Smartphones can automate data collection and incorporate many important data-gathering functions—such as capturing images, audio and text—into a single tool that can “stamp” the date, time and geographic coordinates associated with an observation, says Alex Mayer, a civil and environmental engineering professor at Michigan Technological University. Mayer is leading a project with Michigan Tech colleague Robert Pastel, an associate professor of computer science, and a group of students to develop new citizen science mobile apps.
Their Cyber Citizens project, which began in 2011 with a grant from the National Science Foundation, is dedicated to producing mobile and Web-based tools each semester that help everyday people collect environmental information. The project enlists the efforts of Michigan Tech grad and undergrad students studying a number of different disciplines, including computer science, scientific and technical communication, and psychology.
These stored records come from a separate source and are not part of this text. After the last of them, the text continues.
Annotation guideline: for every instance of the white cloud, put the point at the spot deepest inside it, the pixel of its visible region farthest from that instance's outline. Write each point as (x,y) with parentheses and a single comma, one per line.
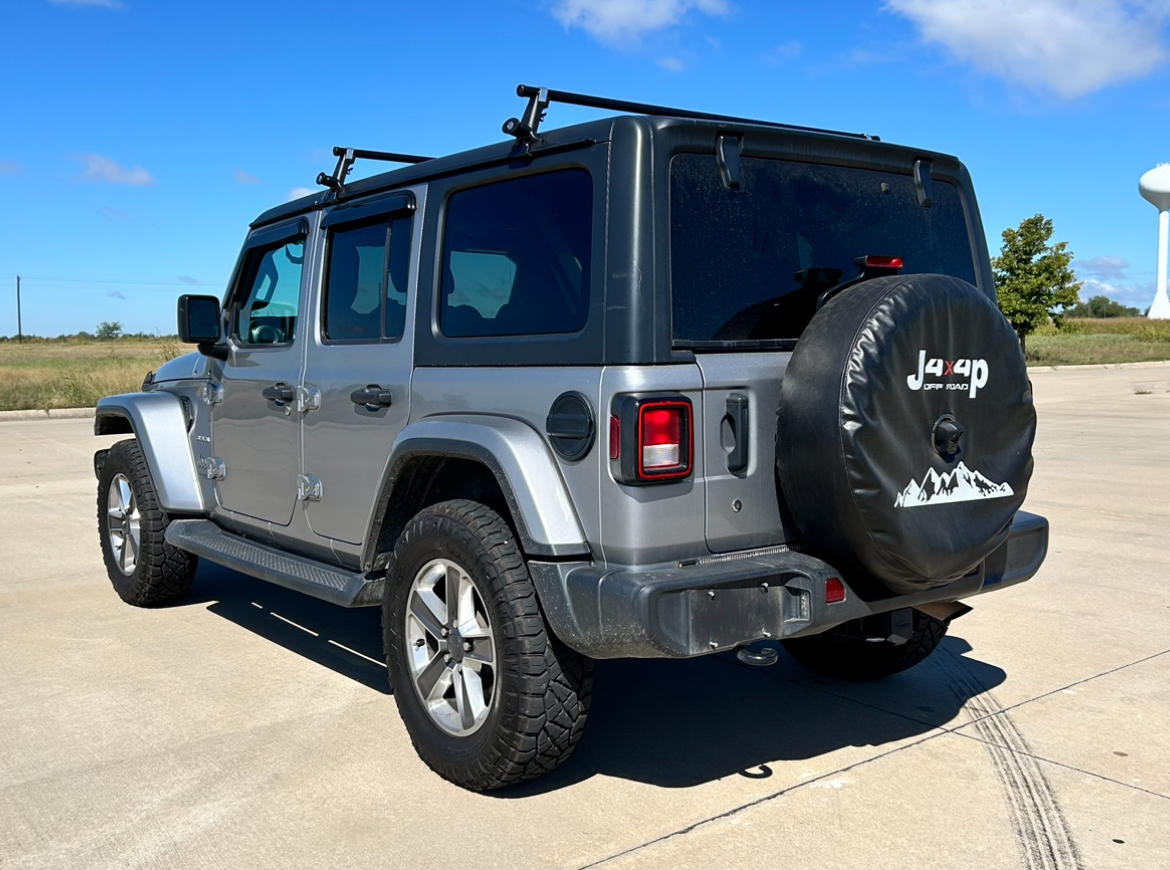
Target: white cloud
(623,22)
(1071,47)
(785,52)
(104,4)
(1106,268)
(103,168)
(1138,296)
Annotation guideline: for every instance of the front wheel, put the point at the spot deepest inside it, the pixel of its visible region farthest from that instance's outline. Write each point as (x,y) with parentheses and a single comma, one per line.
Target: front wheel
(846,653)
(144,568)
(488,696)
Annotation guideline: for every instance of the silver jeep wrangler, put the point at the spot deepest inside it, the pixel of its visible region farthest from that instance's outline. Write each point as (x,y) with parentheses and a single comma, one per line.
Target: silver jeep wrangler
(662,385)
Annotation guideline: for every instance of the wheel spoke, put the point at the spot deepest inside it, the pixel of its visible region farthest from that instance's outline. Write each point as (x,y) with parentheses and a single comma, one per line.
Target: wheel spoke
(434,679)
(473,696)
(422,609)
(463,702)
(454,585)
(480,653)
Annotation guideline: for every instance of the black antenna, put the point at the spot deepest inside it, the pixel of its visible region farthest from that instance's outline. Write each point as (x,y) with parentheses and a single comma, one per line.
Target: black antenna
(527,129)
(345,164)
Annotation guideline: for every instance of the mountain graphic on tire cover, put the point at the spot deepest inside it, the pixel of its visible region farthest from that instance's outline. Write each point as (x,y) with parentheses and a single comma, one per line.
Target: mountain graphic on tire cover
(853,429)
(958,485)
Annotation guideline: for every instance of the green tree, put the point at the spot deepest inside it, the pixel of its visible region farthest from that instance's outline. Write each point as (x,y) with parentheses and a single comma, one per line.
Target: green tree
(1032,276)
(1101,306)
(108,331)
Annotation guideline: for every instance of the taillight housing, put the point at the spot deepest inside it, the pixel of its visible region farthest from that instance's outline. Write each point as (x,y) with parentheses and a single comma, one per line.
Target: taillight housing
(655,437)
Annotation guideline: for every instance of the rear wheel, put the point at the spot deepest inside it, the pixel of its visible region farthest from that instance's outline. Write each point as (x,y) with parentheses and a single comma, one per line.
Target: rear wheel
(488,696)
(144,568)
(846,653)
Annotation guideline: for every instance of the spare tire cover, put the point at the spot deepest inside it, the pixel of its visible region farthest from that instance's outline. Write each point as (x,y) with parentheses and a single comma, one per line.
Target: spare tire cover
(876,370)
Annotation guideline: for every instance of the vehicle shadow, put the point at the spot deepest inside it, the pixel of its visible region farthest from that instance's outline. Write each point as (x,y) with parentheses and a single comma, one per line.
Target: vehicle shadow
(673,724)
(680,724)
(346,641)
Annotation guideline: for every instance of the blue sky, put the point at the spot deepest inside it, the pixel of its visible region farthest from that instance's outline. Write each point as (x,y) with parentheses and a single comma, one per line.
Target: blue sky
(138,138)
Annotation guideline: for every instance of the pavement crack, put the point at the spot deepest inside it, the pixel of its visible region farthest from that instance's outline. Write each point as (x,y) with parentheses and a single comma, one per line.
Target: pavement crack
(999,710)
(978,738)
(758,801)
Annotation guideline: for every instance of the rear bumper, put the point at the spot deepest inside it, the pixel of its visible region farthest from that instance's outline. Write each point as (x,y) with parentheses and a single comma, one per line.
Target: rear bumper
(679,612)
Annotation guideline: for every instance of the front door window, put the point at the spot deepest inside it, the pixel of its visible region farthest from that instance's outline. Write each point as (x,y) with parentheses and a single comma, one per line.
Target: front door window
(268,315)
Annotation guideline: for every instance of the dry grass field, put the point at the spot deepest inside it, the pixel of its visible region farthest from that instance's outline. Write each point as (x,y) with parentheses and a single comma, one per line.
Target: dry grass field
(52,373)
(66,373)
(1088,342)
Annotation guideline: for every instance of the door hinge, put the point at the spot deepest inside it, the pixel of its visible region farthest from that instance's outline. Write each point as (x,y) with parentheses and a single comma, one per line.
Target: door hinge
(211,393)
(212,468)
(308,399)
(308,488)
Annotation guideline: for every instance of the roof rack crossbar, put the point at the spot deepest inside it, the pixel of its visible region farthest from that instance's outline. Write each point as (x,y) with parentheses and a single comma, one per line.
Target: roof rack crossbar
(345,164)
(525,129)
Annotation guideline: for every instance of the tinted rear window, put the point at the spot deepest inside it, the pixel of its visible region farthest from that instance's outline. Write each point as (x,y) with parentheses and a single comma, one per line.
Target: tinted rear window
(735,255)
(516,256)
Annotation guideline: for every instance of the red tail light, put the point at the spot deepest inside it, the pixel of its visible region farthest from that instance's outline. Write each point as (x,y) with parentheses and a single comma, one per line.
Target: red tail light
(652,437)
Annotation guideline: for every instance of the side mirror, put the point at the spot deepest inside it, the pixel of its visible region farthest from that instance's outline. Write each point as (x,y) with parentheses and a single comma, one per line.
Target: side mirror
(199,323)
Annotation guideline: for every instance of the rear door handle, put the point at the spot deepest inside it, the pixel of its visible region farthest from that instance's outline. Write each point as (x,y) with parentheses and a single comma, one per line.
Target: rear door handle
(372,396)
(280,393)
(737,418)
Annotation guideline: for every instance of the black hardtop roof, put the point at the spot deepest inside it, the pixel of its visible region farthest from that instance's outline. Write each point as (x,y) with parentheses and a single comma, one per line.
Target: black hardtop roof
(566,138)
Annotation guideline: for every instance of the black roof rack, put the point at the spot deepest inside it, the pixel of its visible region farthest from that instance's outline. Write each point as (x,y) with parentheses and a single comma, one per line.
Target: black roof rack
(345,164)
(527,128)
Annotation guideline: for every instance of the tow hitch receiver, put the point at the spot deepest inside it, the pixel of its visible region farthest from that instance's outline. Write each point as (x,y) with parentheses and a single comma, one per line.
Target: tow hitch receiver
(761,658)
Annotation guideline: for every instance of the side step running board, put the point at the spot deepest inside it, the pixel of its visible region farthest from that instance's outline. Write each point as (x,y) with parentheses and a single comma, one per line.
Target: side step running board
(327,582)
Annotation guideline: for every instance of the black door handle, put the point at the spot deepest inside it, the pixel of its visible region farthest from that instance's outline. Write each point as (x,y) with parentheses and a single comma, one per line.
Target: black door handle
(737,418)
(372,396)
(280,393)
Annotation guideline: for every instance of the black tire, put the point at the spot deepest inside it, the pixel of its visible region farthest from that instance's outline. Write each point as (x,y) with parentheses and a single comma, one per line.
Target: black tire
(904,432)
(542,689)
(847,656)
(162,574)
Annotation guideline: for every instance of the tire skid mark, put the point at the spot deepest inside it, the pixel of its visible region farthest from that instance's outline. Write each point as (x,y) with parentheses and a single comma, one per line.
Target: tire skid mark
(1043,835)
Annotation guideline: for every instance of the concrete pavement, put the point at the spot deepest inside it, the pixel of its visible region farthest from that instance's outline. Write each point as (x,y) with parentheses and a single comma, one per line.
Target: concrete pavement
(252,727)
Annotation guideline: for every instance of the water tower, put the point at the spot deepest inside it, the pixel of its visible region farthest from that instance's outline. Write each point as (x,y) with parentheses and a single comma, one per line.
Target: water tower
(1155,187)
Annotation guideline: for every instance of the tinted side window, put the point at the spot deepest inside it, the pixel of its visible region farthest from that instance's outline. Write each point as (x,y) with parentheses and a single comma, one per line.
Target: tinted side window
(516,256)
(399,273)
(365,289)
(270,295)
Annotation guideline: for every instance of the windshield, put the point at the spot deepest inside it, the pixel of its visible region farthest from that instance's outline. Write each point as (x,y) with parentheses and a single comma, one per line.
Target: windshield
(748,264)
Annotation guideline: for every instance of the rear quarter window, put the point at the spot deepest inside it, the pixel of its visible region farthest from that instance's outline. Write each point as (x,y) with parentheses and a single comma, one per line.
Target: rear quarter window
(748,264)
(516,256)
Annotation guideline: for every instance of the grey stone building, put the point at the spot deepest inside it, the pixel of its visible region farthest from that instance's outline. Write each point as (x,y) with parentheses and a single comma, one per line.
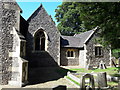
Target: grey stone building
(37,43)
(83,50)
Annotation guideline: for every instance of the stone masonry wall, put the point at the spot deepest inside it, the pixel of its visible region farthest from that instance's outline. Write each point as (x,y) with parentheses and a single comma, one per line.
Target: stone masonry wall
(9,20)
(64,61)
(90,55)
(41,20)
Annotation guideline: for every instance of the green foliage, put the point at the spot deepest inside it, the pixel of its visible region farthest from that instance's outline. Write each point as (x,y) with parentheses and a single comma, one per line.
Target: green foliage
(68,15)
(75,17)
(73,80)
The students design the apps in collaboration with scientists at their university and elsewhere, including professional anthropologists, ecologists and ornithologists. Cyber Citizens has four apps in beta: Beach Health Monitor, Lichen AQ (Air Quality), Mushroom Mapper and Ethnographer. “All our mobile apps are for the Android platform, since it’s open, so developers have more freedom,” Pastel says.
The popularity of data gathering by lay people, greatly facilitated by the ease and convenience of mobile devices, has helped entire communities dedicated to citizen science form around efforts like Marine Debris Tracker and Project Noah. In addition, the Web site SciStarter lists more than 600 active citizen science projects around the world, one third of which are powered by mobile apps.